AI Anxiety and The Courage to Pause
I've been having recent conversations with founders and leaders that leave me unsettled. The pressure has mounted not just to keep up with AI, but to 'figure it all out' and where and how to implement it before competitors do. There's this pervasive fear of missing out, of being left behind, of not knowing enough fast enough, or simply: not being good enough.
Just this week, I learned what it means to become a modern Go-to-market executive. To lead from the front, you will need to be at least AI fluent, better become native, and use tools like Clay or Copy.ai or write your own software with Replit, with a 'learning-obsessed' mindset.
What I'm witnessing is a spiral of stress and anxiety that feeds itself. The fear of falling behind creates pressure to act quickly. The pressure to act quickly creates anxiety about making the wrong choices. The anxiety about wrong choices creates more fear of falling behind. Round and round it goes.
What I'm noticing: we've already gotten caught up in this spiral that we've forgotten to pause and ask ourselves what's actually happening here.
Time to Break the Spiral
It's time to think about ourselves for a moment. To take a step back, pause, and reflect on what's actually happening instead of being sucked deeper into this cycle.
When we feel threatened by change, our instinct is to control it. We double down, work longer hours, and chase those new tools and trends. We tell ourselves we're being strategic, but often we're just being reactive.

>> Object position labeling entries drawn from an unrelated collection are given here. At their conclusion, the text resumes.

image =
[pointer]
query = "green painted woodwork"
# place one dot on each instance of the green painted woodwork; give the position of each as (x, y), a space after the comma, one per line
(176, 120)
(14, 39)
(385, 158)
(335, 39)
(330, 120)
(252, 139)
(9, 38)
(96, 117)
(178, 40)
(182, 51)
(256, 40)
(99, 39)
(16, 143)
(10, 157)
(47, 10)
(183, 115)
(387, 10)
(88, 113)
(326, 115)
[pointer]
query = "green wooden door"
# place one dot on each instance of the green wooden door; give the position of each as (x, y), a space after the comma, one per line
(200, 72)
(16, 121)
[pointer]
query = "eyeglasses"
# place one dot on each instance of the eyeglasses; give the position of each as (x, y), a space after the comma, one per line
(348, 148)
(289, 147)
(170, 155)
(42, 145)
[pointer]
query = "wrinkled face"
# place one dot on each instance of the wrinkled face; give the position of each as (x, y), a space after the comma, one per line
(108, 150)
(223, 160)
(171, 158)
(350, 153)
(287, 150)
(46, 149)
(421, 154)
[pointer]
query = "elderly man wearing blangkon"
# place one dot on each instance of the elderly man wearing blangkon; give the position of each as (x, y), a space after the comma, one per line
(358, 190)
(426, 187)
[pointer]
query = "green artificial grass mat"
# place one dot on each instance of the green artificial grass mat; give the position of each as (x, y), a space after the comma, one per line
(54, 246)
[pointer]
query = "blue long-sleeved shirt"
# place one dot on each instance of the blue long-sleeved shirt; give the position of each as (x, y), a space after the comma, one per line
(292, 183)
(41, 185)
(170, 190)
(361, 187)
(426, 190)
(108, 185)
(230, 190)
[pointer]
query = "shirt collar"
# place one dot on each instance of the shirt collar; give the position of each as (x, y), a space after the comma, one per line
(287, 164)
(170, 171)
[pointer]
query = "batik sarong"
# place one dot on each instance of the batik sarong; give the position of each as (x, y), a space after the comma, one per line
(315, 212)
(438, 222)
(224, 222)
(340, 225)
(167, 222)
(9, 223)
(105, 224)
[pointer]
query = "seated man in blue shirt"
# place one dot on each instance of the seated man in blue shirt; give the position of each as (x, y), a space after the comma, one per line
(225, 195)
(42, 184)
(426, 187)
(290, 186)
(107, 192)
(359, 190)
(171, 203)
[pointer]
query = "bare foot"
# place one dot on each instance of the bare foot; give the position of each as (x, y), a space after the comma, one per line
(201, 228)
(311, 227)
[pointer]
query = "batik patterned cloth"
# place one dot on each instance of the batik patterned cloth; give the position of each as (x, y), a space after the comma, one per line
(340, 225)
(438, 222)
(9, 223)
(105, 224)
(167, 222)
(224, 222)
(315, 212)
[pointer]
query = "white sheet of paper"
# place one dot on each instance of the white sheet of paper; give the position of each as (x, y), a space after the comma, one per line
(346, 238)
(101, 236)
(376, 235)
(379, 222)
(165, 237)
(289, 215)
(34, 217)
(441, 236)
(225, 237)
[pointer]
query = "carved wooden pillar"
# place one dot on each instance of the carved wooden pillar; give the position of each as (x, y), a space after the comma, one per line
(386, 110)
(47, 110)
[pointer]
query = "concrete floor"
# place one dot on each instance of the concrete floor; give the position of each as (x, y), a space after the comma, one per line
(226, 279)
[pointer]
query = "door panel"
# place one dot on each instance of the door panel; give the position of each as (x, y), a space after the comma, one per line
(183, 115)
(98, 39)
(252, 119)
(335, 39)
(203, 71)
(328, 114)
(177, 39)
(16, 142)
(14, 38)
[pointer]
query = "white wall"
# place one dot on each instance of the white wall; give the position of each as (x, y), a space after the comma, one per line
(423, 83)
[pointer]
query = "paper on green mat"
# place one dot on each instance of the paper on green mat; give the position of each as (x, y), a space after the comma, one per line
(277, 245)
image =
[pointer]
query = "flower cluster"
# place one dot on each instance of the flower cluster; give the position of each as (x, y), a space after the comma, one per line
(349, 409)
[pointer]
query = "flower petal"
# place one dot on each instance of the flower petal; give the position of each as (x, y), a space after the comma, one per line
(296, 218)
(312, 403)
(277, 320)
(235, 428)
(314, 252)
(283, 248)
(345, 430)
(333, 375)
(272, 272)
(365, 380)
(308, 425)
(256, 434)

I get it - I love AI, and I can tell myself it's fun to explore more, work harder and longer, and do more and more. My point and invitation here is to pause for a moment and engage in self-reflection on what is happening at the moment and whether we are still on a path of sustainable work ethic that we can support and that we can expect others to follow (i.e., the people we lead).
We should have learned from looking at the past, when the same thinking led to a burnout culture, and the same logic had us believing we could optimise our way out of every human challenge.
The Nuanced Reality
Yes, AI offers remarkable efficiencies. It's transforming how we work, create, and solve problems. But here's the thing we're not saying enough: we don't actually know where this is all heading.
We're in the middle of a massive experiment. The long-term implications of AI integration into our work and lives are still unfolding. Some changes will be profound and positive. Others might create new problems we haven't anticipated.
This uncertainty isn't a weakness in our planning—it's the reality of innovation. And it suggests that perhaps our response shouldn't be panic-driven optimisation, but thoughtful adaptation.
Getting Real About Where We Are
Let's not paint this too rosy either. It's tempting to say "embrace the journey" and "enjoy the evolution," but that ignores the real signs of fatigue and tunnel vision I'm seeing everywhere. People are exhausted. Leaders are making decisions from a place of narrowed focus, missing broader perspectives because they're so locked into AI-or-bust thinking.
We need to come out of this tunnel and see things for what they are right now: messy, uncertain, and constantly shifting. The new normal isn't having a clear roadmap—it's getting comfortable with the unknown. Planning has become harder. The anxiety isn't going away.
I believe that learning to channel these emotions will become increasingly important. If we don't find healthy ways to process the uncertainty and stress, we'll burn out. We'll get frustrated. We'll model the wrong behaviours for our teams and organisations.
A Different Kind of Competitive Advantage
While everyone else is racing to accumulate AI tools and hacks, there might be a different opportunity emerging. What if the real competitive advantage lies not in having the most AI, but in maintaining the most humanity?
Real connections still matter. Genuine value creation still counts. The ability to think critically, to empathise deeply, to solve problems creatively—these fundamentally human capabilities aren't becoming less valuable. If anything, they're becoming more distinctive.
This Weekend's Real To-Do List
So here's my challenge for this weekend, and maybe the weeks ahead:
Step away from the screen. Have a conversation with someone. Notice what you learn about them—and yourself—in that space.
Create something with your hands. Whether it's cooking, gardening, sketching, or building something, engage with the physical world in a way that no AI can replicate.
Solve a problem for someone you care about. Not with a tool, but with attention, creativity, and care.
Reflect on what you're actually trying to achieve. Beneath all the AI anxiety, what kind of work do you want to do? What kind of life do you want to live? What kind of impact do you want to have?
The Long Game
The companies and leaders who will thrive in an AI-augmented world won't be those who abandon their humanity in favour of efficiency. They'll be those who use AI to amplify their human capabilities—their creativity, their empathy, their ability to connect and create meaning.
They'll be the ones who remember that while AI can process information and automate tasks, it can't replace the fundamentally human work of building sustainable trust, creating culture, and making decisions that account for values that can't be quantified.
The future doesn't belong to those who can use AI the fastest. It belongs to those who can use it the most thoughtfully.
Be Intentional.
What's on your real to-do list this weekend?